We walked back down to Jomsom and my headache went away. Going from 2500 to 12,500 feet in one afternoon had been a poor idea. Doing it with a belly full of oat brandy hadn’t helped much.

On the second night, back in Jomsom, I tried to call home to wish my mom a happy birthday. The call was 190 rupees ($2.70) a minute. By comparison, one of the guesthouses we stayed at offered dorm beds for $.50 a night. If we’re really looking for perspective, I could point out that a two-hour call would cost an average worker a year’s pay. All these figures turned out to be irrelevant though because the woman with the phone couldn’t get through on any of her 50 or 60 attempts. I was able to get through the next morning and the four minutes were worth all $11, I’m sure.

Yuba and I spent the next four days walking back down to where we had started. It had taken 30 minutes to fly from Pokhara to Jomson and it took six days walking and five hours in a miserable bus to get back.

In New Zealand everyone loves to tell you how there are ten times as many sheep as people. I haven’t seen any statistics like that here, but we definitely saw a lot more donkeys than humans during our week. They carry food and supplies from place to place since that’s the only way to transport stuff. If you want to know how far our culture has permeated the world, consider this: On a hillside in Nepal where the only way to get anything anywhere is on the back of a donkey, they guy directing the donkeys is wearing a Cleveland Indians baseball hat. There is no escape from America.

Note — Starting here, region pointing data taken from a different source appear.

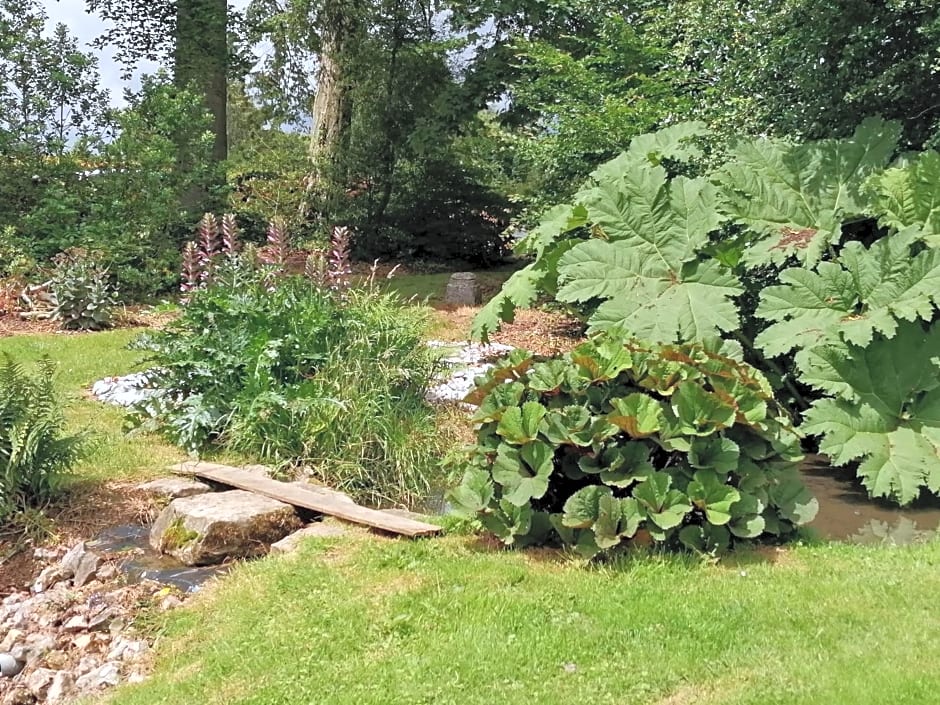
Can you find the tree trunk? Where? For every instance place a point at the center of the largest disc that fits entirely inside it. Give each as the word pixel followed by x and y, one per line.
pixel 332 108
pixel 201 60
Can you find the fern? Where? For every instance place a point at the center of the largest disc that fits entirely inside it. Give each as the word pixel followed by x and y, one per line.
pixel 34 453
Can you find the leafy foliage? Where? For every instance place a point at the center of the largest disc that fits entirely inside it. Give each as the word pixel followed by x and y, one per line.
pixel 632 211
pixel 795 198
pixel 865 291
pixel 35 453
pixel 909 195
pixel 618 439
pixel 665 258
pixel 83 293
pixel 298 375
pixel 885 409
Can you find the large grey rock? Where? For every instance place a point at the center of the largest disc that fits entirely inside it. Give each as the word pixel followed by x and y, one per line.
pixel 291 543
pixel 173 487
pixel 207 529
pixel 463 290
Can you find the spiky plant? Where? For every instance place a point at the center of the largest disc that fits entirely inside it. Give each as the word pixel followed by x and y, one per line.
pixel 275 252
pixel 209 246
pixel 340 263
pixel 191 269
pixel 229 234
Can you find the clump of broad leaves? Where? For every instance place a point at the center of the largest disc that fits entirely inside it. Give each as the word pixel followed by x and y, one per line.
pixel 821 259
pixel 619 439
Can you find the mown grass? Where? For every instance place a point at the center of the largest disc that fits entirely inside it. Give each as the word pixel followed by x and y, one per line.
pixel 375 621
pixel 445 621
pixel 82 359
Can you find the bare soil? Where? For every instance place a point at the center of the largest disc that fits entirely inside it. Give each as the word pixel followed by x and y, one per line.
pixel 82 513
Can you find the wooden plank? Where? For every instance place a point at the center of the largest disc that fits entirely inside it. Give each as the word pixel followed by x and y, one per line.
pixel 323 501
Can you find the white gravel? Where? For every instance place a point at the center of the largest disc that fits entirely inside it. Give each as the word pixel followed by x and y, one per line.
pixel 123 391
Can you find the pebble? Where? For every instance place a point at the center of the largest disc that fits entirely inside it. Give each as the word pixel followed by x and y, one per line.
pixel 70 637
pixel 123 391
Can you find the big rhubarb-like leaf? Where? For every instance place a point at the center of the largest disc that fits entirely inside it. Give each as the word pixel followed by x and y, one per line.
pixel 657 299
pixel 888 412
pixel 627 198
pixel 866 291
pixel 909 195
pixel 795 197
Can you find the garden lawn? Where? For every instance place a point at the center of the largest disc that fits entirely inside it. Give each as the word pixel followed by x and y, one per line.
pixel 81 359
pixel 377 621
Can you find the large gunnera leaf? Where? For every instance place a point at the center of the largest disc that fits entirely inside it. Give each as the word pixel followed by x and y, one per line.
pixel 796 197
pixel 660 299
pixel 909 195
pixel 627 198
pixel 887 410
pixel 866 291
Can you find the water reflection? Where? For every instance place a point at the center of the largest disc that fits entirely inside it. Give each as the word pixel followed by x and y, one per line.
pixel 847 514
pixel 143 563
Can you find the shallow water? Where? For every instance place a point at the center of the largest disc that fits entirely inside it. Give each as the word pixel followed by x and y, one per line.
pixel 847 514
pixel 143 563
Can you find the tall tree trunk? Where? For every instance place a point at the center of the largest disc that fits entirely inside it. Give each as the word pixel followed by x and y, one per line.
pixel 332 108
pixel 201 59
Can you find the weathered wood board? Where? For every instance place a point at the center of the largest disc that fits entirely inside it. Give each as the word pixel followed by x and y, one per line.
pixel 319 500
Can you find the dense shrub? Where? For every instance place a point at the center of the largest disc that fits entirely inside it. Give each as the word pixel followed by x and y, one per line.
pixel 293 373
pixel 34 452
pixel 618 439
pixel 83 292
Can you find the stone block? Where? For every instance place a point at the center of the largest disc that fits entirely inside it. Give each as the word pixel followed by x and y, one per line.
pixel 463 290
pixel 206 529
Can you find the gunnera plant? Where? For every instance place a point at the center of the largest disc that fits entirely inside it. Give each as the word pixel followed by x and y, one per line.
pixel 620 440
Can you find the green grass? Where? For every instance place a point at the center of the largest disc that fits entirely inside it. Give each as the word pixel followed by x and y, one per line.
pixel 385 622
pixel 81 360
pixel 389 622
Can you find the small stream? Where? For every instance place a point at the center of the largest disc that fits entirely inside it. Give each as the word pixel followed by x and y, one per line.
pixel 143 563
pixel 847 514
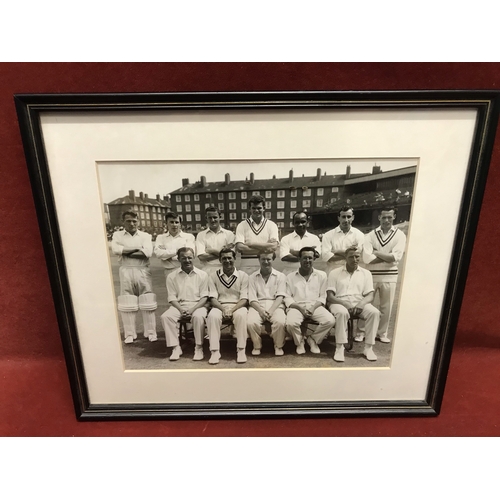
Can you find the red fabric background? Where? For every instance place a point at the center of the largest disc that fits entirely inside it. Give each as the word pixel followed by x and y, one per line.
pixel 35 398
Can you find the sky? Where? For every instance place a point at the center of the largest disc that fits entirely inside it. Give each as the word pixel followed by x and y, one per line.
pixel 152 178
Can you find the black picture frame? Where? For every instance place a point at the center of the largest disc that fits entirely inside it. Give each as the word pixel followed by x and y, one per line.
pixel 30 108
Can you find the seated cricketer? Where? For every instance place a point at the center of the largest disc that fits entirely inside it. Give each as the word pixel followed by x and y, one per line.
pixel 229 299
pixel 266 294
pixel 188 291
pixel 350 292
pixel 305 299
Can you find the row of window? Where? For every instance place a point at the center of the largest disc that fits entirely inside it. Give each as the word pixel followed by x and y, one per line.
pixel 233 225
pixel 244 205
pixel 244 194
pixel 141 208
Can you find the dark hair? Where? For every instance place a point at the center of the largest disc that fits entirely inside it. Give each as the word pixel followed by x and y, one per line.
pixel 266 252
pixel 352 248
pixel 256 199
pixel 129 212
pixel 184 250
pixel 346 208
pixel 212 208
pixel 172 215
pixel 307 249
pixel 299 212
pixel 226 250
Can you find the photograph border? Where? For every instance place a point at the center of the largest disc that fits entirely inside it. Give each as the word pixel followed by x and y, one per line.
pixel 31 106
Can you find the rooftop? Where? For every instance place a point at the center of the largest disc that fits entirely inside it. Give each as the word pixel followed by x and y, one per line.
pixel 290 182
pixel 142 199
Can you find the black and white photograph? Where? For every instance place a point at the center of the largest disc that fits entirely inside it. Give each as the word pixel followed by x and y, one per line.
pixel 353 215
pixel 257 254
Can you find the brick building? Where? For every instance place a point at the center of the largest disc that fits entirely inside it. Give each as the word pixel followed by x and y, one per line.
pixel 284 196
pixel 151 210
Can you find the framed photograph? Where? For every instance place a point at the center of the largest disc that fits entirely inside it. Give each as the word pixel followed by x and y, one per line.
pixel 160 212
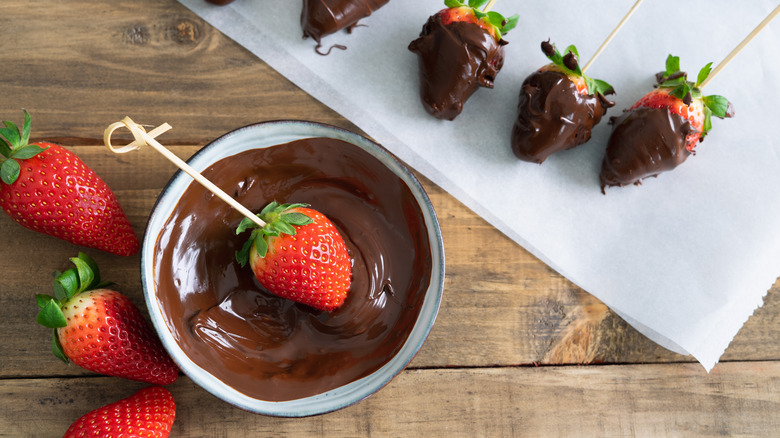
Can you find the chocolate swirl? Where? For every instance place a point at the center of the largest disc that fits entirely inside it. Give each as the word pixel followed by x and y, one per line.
pixel 324 17
pixel 454 61
pixel 268 347
pixel 553 116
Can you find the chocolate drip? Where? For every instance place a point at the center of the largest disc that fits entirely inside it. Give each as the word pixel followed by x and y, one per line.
pixel 644 142
pixel 553 116
pixel 454 61
pixel 268 347
pixel 324 17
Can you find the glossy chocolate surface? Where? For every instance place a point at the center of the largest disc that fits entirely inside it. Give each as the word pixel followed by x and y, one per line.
pixel 274 349
pixel 644 142
pixel 454 61
pixel 553 116
pixel 324 17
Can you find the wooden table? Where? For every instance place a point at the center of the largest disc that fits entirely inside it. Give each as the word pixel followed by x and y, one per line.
pixel 517 350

There are no actual Americans here though. Since 2001 the number of American tourists has plummeted (actually since late ’01 the overall number of visitors to Nepal has been cut roughly in half). The main groups here now are English, Australian, German, French, Japanese, and Korean. Also—like Swedes in Thailand—there is a totally disproportionate number of Israelis here.

On the trail and in the guesthouses these last six days Yuba and I saw few of any of them. There were the donkeys and the girls in the brightly colored outfits, there were the women washing dishes in the river and the guards with their heavy wooden rifles, there was the man walking down from Muktinath barefoot. Yuba gave him his sandals. “I saw a list of the poorest countries of the world,” Yuba told me. “Nepal wasn’t at the bottom, but it was close to the bottom, just a few countries were below us. But that isn’t right. Nepal isn’t poor. The government is poor but the people aren’t. Everyone here has a home and has food to eat. We’re okay.”